April 6, 2021 Covid
Of course I was going to write about the one-year anniversary of my first entry to the covid journal. It practically writes itself: The misgivings I had about even starting, figuring that this thing would be over before we even knew it. The meaninglessness of the case numbers I used to anxiously look at, which have risen 352-fold since I started keeping track. How my fear gave way to resignation, then indignation, and now increasingly to powerlessness as Germany fumbles its response to the virus. How the crisis has stretched on for so long that the “before times” have blended right into the present, and how I no longer differentiate the two, living through an ongoing nowness instead.
But the truth is that when the time came to write; when I had the opportunity to spell out “Day 365”, I didn’t feel like it, much of how I don’t feel like doing much lately, overwhelmed, curiously, not by too much but by too little going on.
It’s not just my perception that has changed in the crisis.

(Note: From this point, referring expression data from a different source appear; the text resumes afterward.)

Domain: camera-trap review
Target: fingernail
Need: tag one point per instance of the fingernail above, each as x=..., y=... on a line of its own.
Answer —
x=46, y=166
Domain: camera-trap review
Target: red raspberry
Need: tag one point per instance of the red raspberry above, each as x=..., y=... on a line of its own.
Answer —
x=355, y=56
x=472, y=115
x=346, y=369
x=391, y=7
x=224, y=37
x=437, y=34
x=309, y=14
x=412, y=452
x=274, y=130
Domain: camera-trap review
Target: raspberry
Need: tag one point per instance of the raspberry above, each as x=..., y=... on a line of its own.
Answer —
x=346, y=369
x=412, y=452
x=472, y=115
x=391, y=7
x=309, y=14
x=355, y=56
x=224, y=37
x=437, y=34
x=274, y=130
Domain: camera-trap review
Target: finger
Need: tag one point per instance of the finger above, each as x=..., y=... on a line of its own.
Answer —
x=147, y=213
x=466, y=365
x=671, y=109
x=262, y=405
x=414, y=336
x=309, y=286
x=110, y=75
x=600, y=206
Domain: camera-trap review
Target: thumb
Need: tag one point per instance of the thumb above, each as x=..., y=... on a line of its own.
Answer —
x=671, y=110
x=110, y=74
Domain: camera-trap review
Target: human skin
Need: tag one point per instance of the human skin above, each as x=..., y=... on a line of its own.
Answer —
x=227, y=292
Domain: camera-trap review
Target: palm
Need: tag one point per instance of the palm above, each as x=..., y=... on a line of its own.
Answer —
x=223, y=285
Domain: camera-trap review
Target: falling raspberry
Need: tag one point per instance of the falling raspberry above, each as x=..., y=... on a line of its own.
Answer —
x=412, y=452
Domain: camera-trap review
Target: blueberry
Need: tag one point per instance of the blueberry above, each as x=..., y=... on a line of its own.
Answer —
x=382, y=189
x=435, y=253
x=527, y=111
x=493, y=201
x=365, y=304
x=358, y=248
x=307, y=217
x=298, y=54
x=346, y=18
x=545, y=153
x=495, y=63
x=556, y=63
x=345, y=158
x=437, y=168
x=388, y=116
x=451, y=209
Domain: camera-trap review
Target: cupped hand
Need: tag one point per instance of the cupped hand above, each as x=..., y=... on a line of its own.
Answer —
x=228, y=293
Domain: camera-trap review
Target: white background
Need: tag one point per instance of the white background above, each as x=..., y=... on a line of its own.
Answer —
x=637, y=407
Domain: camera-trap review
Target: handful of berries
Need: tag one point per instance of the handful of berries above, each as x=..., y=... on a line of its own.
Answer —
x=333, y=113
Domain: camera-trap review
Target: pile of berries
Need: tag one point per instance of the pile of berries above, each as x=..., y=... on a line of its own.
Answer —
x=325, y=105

A collection of stories in Die Zeit investigated the paradoxical ways people have been experiencing time lately. Days, weeks, and months seem to last forever but barely register in retrospect. The authors posit that a lack of excitement messes with our perception of time: If there’s too little going on, we lack memorable events to construct a timeframe. It becomes increasingly difficult to tell if something happened a few weeks or months ago.
What I’ve been noticing is how this suspended life has worn down my sense of a crisis: Gone is the alertness I felt a year ago, that palpable feeling of living through history. It has been replaced by a banality of sorts, an innocuous routine of going from day to day, slowly losing my sense of excitement for any kind of activity. My ability to concentrate is waning, my levels of distraction are high, and the life I had before covid seems increasingly exhausting.
So here we are: One year since I started writing about this thing, another cold day with snowflakes dancing outside, my mind scattered, and inertia creeping in. It’s a curious time to live through.